The existence of a spanning tree with leaf distance at least $d$ and leaf degree at most $k$ via the size or the spectral radius with respect to the minimum degree

TL;DR

This paper establishes new bounds based on size and spectral radius to ensure the existence of spanning trees with specified leaf distance and leaf degree constraints in connected graphs, advancing previous conjectures and results.

Contribution

It provides the first lower bounds using size and spectral radius for spanning trees with large leaf distance, and tight conditions for leaf degree constraints, improving prior work.

Findings

Lower bounds on size and spectral radius guarantee spanning trees with leaf distance at least d.

Tight conditions on size and spectral radius ensure spanning trees with leaf degree at most k.

Results extend and refine previous conjectures and partial results in graph theory.

Abstract

Let $k$, $d$ be a positive integer, $G$ be a connected graph of order $n$, $T$ be a tree.
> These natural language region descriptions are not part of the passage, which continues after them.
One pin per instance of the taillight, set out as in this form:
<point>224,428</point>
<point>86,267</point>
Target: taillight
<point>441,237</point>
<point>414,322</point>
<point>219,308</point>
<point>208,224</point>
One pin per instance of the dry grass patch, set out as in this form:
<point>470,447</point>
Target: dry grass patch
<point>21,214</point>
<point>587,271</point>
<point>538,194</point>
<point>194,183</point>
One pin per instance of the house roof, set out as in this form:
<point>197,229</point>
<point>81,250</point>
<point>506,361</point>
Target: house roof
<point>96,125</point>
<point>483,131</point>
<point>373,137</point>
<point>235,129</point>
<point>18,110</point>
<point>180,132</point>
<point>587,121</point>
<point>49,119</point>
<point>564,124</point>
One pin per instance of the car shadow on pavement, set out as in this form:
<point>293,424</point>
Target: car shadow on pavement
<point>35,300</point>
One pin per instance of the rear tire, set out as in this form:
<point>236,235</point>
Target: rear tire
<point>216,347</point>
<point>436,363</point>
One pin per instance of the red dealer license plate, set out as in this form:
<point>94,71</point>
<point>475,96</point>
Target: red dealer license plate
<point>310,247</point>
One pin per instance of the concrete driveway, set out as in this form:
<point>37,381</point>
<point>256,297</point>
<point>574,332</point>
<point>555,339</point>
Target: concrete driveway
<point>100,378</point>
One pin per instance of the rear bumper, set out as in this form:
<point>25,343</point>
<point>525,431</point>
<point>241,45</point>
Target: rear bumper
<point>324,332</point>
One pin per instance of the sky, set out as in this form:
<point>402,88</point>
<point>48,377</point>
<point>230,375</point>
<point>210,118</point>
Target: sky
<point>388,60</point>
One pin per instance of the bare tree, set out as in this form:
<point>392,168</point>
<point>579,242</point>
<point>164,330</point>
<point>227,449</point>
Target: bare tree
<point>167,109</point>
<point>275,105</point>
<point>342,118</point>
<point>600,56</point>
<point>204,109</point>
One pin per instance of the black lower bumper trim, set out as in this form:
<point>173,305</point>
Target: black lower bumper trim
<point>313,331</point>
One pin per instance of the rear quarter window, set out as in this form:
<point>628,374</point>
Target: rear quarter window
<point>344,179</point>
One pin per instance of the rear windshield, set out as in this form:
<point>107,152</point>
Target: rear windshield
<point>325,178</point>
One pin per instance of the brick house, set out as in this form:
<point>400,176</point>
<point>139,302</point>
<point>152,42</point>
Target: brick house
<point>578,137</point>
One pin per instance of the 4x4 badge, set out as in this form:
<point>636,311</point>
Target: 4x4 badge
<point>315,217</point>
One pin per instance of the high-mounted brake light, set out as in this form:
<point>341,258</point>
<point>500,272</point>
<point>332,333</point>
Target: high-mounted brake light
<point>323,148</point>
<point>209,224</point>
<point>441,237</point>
The leaf distance of a tree is defined as the minimum distance between any two leaves. For $v\in V(T)$, the leaf degree of $v$ in $T$ is the number of leaves adjacent to $v$, and the leaf degree of $T$ is defined as maximum leaf degree among the vertices of $T$. In this paper, motivated by the conjecture proposed by Kaneko (2001) and its subsequent partial confirmation by Erbes, Molla, Mousley and Santana (2017), we obtain lower bounds in terms of the size and the adjacent spectral radius to guarantee that $G$ contains a spanning tree with leaf distance at least $d$, where $4\leq d \leq n-1$. Furthermore, we obtain some tight conditions in $G$ for its size and spectral radius to ensure that $G$ has a spanning tree with leaf degree at most $k$, which improves the result of Ao, Liu, Yuan, Ng and Cheng (2023).